The budget approach: A framework for a global transformation toward a low-carbon economy

Messner, Dirk; Schellnhuber, John; Rahmstorf, Stefan; Klingenfeld, Daniel
May 2010
Journal of Renewable & Sustainable Energy;May2010, Vol. 2 Issue 3, p031003
Academic Journal
Latest research shows that there is only a realistic chance of restricting global warming to 2 °C if a limit is set to the total amount of CO2 emitted globally between now and 2050 (global carbon dioxide budget). We move this global budget to the forefront of our considerations regarding a new global climate treaty in the post-Copenhagen process. [The authors are members of the “German Advisory Council on Global Change” (WBGU).
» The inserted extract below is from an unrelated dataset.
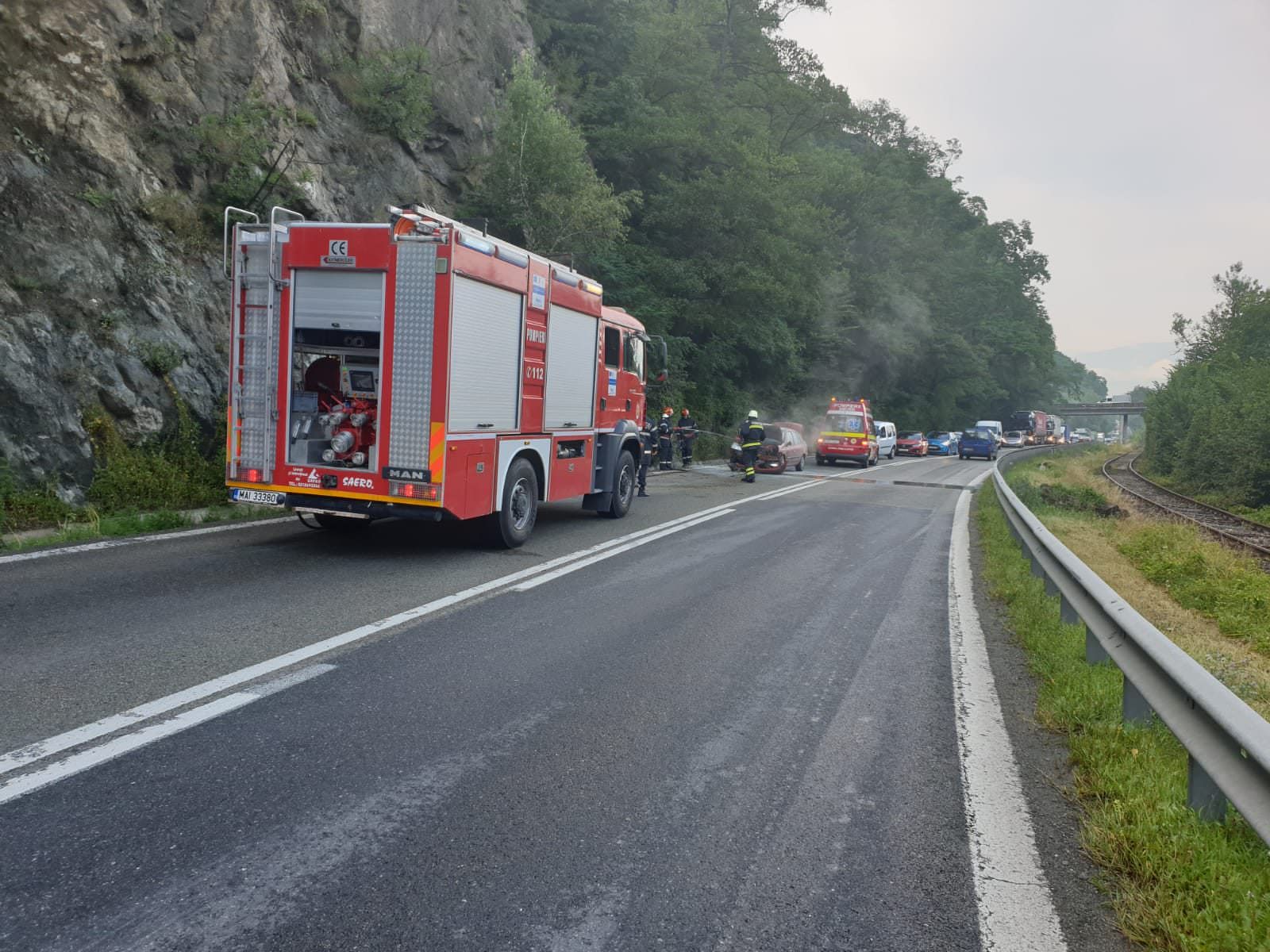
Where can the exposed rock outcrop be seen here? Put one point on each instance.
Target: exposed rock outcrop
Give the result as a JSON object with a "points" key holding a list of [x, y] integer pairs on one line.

The WBGU recently published a study on “Solving the climate dilemma: The budget approach.” This paper builds on the fundamental ideas and findings of the WBGU study and demonstrates that the budget approach could serve as a cornerstone for an institutional design for a global low-carbon economy.] Combining findings from climate science and economics with fundamental concepts of equity, the “budget approach” provides concrete figures for the emission allowances that are still available to countries, assuming they want to prevent the destabilization of the planet’s climate system. Our calculations demonstrate that the time pressure for acting is almost overwhelming—in industrialized countries and also in emerging economies and many developing nations. We suggest several institutional innovations and rules to manage the global and the national CO2 budgets in a transparent, fair, and flexible way. A sober analysis of the state of the art of climate change science and of the state of multilateral attempts to create an effective climate protection accord so far reveals that the budget approach can provide crucial orientation for the negotiations toward a comprehensive post-Copenhagen climate regime. The approach facilitates at the same time an institutional design for a low-carbon global economy, setting the necessary incentives for decoupling economic growth from the burning of fossil fuels.